Lire
la colline aux esclaves c'est s'exposer à une lecture qui fait grincer des dents. Au fur et à mesure que je découvrais la vie des hommes et des femmes de cette histoire, qu'ils soient noirs, blancs ou métis, je n'ai pu m'empêcher de froncer les sourcils. L'enchainement des événements ne laisse que présager des moments sombres pour les habitants de cette plantation américaine où l'esclavagisme existe encore. Après tout, nous sommes au XVIIIe siècle, en Virginie, sur le domaine de la famille Pike, propriétaire d'une plantation de tabac et des esclaves qui vont avec.
L'auteure a choisi cette période sombre de l'histoire américaine pour planter le décor de son roman.

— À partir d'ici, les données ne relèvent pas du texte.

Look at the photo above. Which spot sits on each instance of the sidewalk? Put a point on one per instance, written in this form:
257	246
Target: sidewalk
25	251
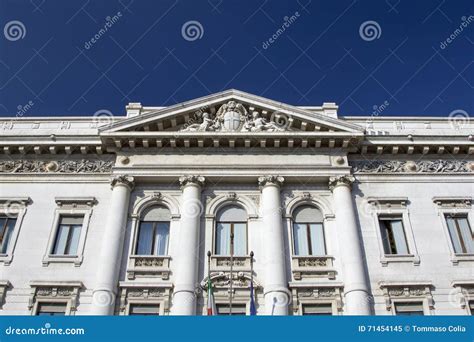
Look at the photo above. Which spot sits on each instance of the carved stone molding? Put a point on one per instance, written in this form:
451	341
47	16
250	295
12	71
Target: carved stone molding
59	166
421	166
123	180
134	293
406	291
149	266
316	294
340	180
270	180
191	179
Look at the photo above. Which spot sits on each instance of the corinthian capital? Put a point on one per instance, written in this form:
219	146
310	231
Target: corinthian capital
123	180
346	180
190	179
270	180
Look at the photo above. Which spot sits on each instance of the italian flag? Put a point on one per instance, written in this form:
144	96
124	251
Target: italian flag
211	305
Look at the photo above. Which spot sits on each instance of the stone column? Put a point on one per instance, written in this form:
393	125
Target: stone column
276	291
356	293
184	296
108	263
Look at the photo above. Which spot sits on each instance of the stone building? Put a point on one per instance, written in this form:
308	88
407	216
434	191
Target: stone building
344	215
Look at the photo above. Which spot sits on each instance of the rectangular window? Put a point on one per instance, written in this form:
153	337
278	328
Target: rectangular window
144	309
393	235
153	238
309	239
409	309
237	309
68	234
7	224
224	232
461	234
317	309
51	309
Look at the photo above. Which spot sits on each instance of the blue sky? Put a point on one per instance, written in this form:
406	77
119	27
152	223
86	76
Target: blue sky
50	65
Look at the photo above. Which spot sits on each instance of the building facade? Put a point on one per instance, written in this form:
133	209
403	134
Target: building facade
342	215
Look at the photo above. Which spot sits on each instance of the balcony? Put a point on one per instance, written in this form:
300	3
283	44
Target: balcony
308	267
151	266
222	263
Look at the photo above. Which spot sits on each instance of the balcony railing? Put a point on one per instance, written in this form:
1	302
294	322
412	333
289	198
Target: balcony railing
313	267
148	266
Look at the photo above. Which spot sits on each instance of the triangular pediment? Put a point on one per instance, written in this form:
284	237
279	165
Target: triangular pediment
231	111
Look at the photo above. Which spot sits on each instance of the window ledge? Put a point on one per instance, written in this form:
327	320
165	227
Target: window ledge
457	258
148	266
391	258
222	263
62	259
320	266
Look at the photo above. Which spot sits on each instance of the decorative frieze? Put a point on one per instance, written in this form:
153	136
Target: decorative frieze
420	166
59	166
340	180
394	292
191	179
310	267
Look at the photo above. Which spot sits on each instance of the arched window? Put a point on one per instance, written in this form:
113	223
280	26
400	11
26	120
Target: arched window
308	231
153	231
231	223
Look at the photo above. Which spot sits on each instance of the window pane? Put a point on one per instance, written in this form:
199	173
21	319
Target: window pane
75	234
237	309
240	239
450	221
223	238
6	229
409	309
466	234
61	240
145	238
51	309
144	309
161	238
317	239
300	238
317	309
399	237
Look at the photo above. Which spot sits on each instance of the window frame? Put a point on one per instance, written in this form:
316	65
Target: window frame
69	207
454	206
393	207
231	232
16	207
137	238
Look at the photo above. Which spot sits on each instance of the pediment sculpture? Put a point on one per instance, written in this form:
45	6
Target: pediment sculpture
233	117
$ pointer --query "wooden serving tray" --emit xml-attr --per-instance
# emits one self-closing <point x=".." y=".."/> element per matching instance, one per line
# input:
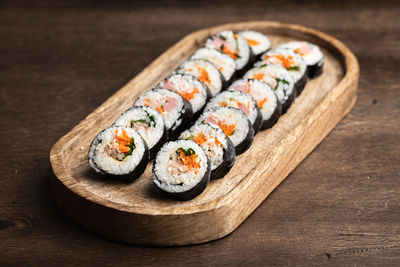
<point x="137" y="213"/>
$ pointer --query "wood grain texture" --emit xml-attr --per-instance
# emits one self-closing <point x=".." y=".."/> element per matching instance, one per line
<point x="61" y="60"/>
<point x="140" y="212"/>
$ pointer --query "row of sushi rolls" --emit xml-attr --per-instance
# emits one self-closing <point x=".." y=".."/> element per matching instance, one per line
<point x="198" y="119"/>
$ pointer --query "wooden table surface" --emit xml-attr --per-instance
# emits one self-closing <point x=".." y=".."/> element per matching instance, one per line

Son choix elle l'explique dans une note à la fin de son livre. Cet éclaircissement m'a permis de me réconcilier avec
Kathleen Grissom, car lorsque j'ai eu fini de lire les dernières lignes de son histoire j'étais quelque peu fâchée contre elle, contre sa vision très sombre de la vie des nombreux personnages qui peuplent cette propriété. Qu'ils soient blancs ou noirs d'ailleurs. Pourtant ce que décrit l'auteure est pourtant surement très proche de la réalité de l'époque, je suis sûre que son travail de recherche lui a permis de la dépeindre au mieux.
Comment ne pas être touché par cette histoire lorsqu'on se prend d'affection pour la plupart des personnages, presque tous de couleur. Comment ne pas être froissé par la condition de ceux qu'on achète et qu'on vend, comme si leur existence pouvait avoir un prix, comme si leur destin pouvait se résumer à une transaction financière, au même titre que celles qu'on réalise pour acheter des animaux ou des produits frais?
Mais il y a aussi les blancs, comme Lavinia. Comment ne pas se prendre d'affection pour cette jeune fille blanche, immigrée irlandaise, qui en sa qualité de fille, qui plus est orpheline, se retrouve à vivre sur les terres des Pike, dans la dépendance, liée par un contrat dont elle ne comprendra jamais vraiment le sens.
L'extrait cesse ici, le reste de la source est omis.